If an MNE Group has multiple entities in a country, the financial results of these entities will all be blended to arrive at the Pillar Two ETR.
As such, even if an MNE Group has an entity with a full tax holiday, the group may still not have any top-up tax exposure where its other entities in the same country have high ETRs.
If an MNE Group has only a single entity in a country and that entity has a tax holiday, the top-up tax risk could still be mitigated, by way of something known as a “substance-based income exclusion” (SBIE).
The SBIE allows the entity to deduct a percentage of the carrying value of its tangible assets and payroll costs, from the amount of the “Pillar Two profit” which is subject to a top-up tax.
That said, incentives should be a key focus area in Pillar Two impact assessments.
Where an MNE Group’s larger subsidiaries have tax incentives and limited SBIE, there could be a significant top-up tax exposure.
Impacted groups will need to immediately consider next steps, which may include the renegotiation of tax incentives.
> Misconception 4: If a group operates in a country with a statutory tax rate of above 15%, it will not be subject to top-up taxes
The Pillar Two ETR calculations are complex and take into account deferred tax movements and other adjustments which do not impact corporate income tax calculations under normal tax laws.
Further, tax incentives may reduce the ETR significantly.
Hence, a high corporate income tax rate or a high tax payable based on the statutory tax computation does not automatically mean that the Pillar Two ETR will be above 15%.
> Misconception 5: Top-up taxes will always be payable in the jurisdiction where the ultimate parent entity (UPE) is located, and there will be no top-up taxes if the UPE jurisdiction has not implemented Pillar Two.

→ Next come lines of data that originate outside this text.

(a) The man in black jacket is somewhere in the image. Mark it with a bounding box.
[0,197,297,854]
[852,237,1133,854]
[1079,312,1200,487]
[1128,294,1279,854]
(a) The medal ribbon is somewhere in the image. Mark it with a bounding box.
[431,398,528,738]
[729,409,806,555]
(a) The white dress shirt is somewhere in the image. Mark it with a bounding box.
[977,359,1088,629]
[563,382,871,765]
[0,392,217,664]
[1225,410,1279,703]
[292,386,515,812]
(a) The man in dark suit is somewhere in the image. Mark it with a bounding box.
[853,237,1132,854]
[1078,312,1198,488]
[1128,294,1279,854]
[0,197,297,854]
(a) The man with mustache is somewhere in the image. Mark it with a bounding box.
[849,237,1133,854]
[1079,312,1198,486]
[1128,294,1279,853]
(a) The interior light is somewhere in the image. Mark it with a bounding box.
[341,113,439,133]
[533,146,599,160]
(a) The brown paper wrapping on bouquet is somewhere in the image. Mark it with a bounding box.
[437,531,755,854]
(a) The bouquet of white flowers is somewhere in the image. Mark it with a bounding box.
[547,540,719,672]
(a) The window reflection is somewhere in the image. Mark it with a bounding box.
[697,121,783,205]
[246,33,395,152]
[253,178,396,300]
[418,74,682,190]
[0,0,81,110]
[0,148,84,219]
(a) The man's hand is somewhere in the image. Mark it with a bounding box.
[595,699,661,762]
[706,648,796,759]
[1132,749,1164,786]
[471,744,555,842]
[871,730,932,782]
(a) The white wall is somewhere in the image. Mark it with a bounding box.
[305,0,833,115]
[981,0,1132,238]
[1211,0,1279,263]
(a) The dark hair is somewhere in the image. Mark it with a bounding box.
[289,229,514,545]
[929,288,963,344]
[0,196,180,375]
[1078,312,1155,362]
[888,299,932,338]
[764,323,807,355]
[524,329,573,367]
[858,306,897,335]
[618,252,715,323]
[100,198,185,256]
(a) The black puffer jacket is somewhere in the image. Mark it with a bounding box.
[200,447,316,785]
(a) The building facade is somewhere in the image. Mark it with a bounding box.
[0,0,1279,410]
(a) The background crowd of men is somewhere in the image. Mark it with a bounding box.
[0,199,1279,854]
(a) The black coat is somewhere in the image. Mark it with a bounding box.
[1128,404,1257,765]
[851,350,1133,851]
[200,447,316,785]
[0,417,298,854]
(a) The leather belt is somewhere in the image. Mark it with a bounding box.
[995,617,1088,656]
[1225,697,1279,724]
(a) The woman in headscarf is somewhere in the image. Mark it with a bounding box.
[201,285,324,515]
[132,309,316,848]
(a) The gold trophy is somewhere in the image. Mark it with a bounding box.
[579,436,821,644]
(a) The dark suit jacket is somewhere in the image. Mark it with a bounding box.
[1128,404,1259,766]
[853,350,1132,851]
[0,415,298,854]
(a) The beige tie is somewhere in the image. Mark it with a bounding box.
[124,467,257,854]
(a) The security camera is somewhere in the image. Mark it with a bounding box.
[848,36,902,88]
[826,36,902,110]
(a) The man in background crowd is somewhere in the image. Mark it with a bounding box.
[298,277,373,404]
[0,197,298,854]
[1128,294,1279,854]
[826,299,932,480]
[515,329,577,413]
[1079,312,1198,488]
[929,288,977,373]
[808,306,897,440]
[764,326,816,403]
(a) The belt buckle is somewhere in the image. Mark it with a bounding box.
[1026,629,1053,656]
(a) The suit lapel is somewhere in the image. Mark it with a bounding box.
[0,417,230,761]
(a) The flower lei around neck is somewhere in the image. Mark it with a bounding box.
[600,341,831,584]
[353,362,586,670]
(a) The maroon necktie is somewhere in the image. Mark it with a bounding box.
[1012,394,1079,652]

Many countries will implement a Qualified Domestic Minimum Top-up Tax.
This will result in Pillar Two top-up taxes being collected in the countries with low ETR, instead of in the UPE jurisdiction.
This also means that an MNE Group could be subject to top-up taxes if any country in which the group has a presence has implemented Pillar Two, even if the UPE jurisdiction has not.

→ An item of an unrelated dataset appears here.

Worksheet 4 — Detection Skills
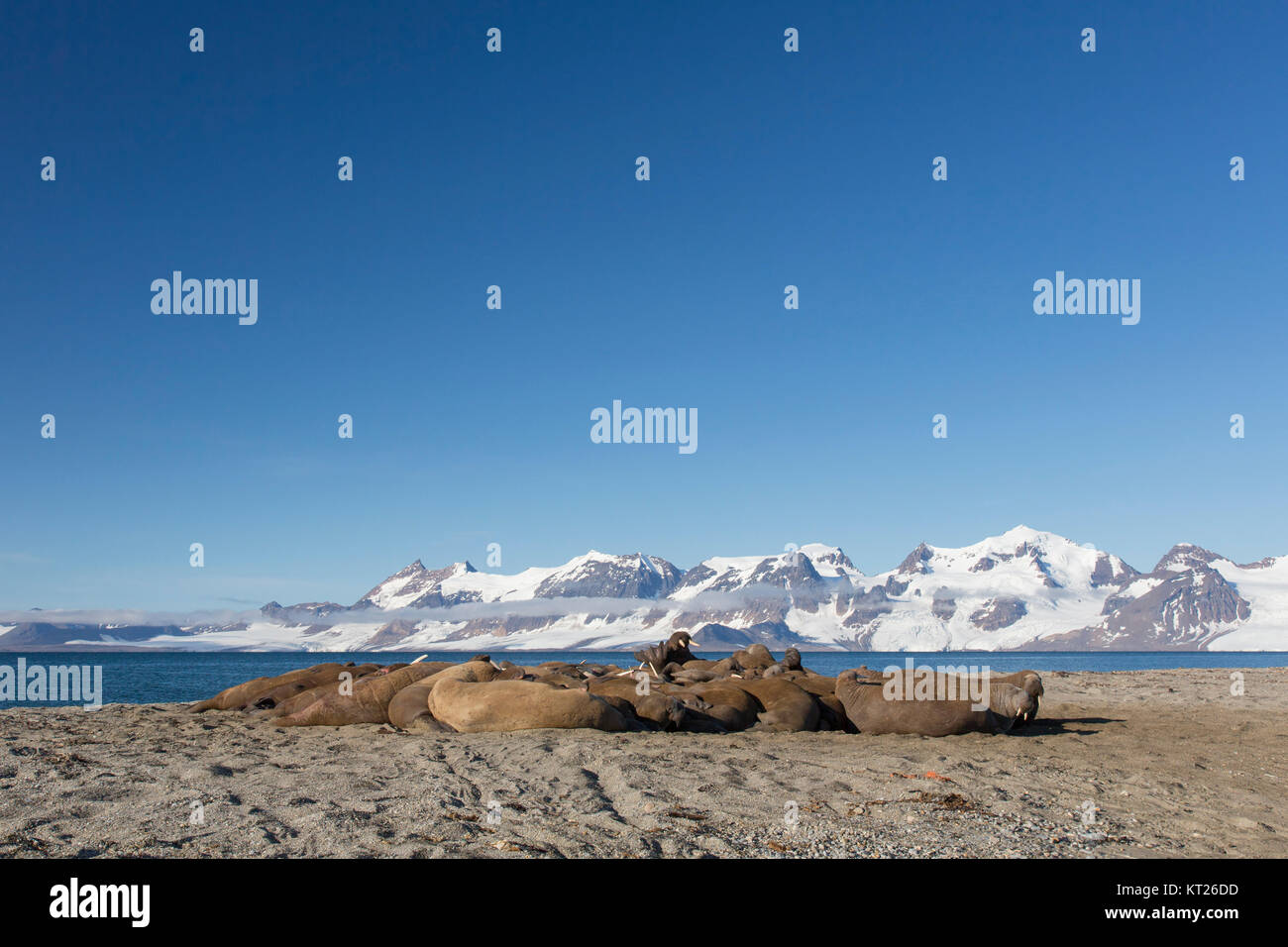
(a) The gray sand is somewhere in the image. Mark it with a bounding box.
[0,669,1288,858]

I hope the above provides some food for thought.
It is clear that Pillar Two is far more complex than many people have anticipated, and MNE Groups must immediately start undertaking a Pillar Two impact assessment, and planning and executing next steps.
Anil Kumar Puri is an International Tax and Transaction Services Partner at Ernst & Young Tax Consultants Sdn Bhd. The views expressed here are the writer’s own.